Förderung des Zugangs der ländlichen Bevölkerung zu nachhaltigen Energielösungen, die von Unternehmerinnen vermarktet werden

In den ländlichen Dörfern von Thazi Township in Birma, einem Gebiet mit geringer Abdeckung durch das nationale Stromnetz, nutzen die Bewohner, insbesondere Frauen, Holzkohle zum Kochen ihrer Speisen, was negative Auswirkungen auf ihre Gesundheit und die Umwelt hat (Entwaldung). Zwischen 2015 und 2017 führte GERES ein erstes Projekt zur Herstellung und zum Vertrieb verbesserter Kochstellen durch. Aufbauend auf dem Erfolg dieses Projekts möchte GERES in Zusammenarbeit mit der lokalen Organisation Thazi Network ein Netzwerk für den Vertrieb von nachhaltigen Energielösungen (wie verbesserter Kochstellen, Lampen und Solaranlagen usw.) einrichten, das von einer Gruppe von Frauen verwaltet wird und sich an die ländliche Bevölkerung – insbesondere an Frauen – als primäre Nutzer richtet.

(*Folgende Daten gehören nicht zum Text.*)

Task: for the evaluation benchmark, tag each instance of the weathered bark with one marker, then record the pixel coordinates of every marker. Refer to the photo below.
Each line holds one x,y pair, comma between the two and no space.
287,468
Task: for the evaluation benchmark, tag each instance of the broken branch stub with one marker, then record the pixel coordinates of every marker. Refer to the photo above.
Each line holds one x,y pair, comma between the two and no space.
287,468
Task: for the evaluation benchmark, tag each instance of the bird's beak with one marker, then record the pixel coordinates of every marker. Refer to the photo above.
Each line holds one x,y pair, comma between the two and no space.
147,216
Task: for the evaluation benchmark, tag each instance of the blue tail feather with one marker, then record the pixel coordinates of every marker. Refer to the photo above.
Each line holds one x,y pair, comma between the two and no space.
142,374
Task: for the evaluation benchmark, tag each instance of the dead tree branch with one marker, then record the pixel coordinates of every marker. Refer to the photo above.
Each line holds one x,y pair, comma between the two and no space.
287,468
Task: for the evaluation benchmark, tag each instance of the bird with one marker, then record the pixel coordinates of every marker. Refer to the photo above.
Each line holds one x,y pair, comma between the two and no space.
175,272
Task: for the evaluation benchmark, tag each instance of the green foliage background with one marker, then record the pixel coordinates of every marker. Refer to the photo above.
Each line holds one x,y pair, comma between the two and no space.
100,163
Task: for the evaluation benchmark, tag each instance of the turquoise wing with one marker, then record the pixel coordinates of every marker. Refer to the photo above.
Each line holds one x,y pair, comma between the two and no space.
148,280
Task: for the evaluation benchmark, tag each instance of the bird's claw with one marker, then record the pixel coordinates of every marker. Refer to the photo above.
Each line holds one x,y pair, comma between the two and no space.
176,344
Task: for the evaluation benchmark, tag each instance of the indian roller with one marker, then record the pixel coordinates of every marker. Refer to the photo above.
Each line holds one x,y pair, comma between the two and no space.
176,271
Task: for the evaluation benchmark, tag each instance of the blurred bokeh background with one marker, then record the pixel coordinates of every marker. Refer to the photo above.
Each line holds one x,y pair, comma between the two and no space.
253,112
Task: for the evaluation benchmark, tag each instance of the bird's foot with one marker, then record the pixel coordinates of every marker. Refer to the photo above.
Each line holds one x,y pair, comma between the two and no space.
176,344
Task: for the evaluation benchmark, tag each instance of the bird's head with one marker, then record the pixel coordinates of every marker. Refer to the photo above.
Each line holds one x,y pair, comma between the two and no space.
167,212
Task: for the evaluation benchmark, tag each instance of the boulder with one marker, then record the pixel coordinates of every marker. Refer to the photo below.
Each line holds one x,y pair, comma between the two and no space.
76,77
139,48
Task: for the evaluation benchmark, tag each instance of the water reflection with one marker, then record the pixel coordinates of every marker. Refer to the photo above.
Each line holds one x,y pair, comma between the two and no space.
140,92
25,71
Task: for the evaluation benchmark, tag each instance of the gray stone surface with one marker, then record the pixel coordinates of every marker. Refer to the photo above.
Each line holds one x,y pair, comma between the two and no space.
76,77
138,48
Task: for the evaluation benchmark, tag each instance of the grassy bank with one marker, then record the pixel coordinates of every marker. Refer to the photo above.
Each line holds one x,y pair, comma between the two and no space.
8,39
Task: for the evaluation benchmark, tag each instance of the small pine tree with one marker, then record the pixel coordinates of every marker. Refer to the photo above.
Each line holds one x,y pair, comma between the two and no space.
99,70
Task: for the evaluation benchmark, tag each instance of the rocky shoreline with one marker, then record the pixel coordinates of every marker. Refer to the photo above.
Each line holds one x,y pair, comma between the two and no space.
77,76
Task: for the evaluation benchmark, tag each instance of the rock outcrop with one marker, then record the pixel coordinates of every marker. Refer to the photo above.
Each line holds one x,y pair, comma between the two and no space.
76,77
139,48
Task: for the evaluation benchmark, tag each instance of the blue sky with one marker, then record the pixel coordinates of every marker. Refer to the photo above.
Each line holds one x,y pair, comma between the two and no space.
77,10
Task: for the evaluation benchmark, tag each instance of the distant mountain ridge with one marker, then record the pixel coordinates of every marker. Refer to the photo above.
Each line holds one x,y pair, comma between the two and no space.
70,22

Das Projekt umfasst technische und unternehmerische Schulungen zu nachhaltigen Energielösungen für 10 weibliche Vertriebspartner, Sensibilisierungsmaßnahmen der Bevölkerung zur Förderung der Beantragung lokaler Energielösungen sowie die Schaffung von Partnerschaften im Bereich der Mikrofinanzierung, um den Zugang der Nutzer zu diesen Lösungen zu erleichtern, und schließlich Lobbyarbeit mit staatlichen Akteuren. Dieses Projekt ermöglicht den Aufbau eines an die lokalen Bedürfnisse für nachhaltige Energielösungen angepassten Wirtschaftssektors, der von Unternehmerinnen geführt wird.

W4

GERES ist eine internationale Entwicklungs-NGO, die sich für die Verbesserung der Lebensbedingungen der ärmsten Bevölkerungsgruppen, den Schutz der Umwelt und die Begrenzung der Auswirkungen des Klimawandels einsetzt.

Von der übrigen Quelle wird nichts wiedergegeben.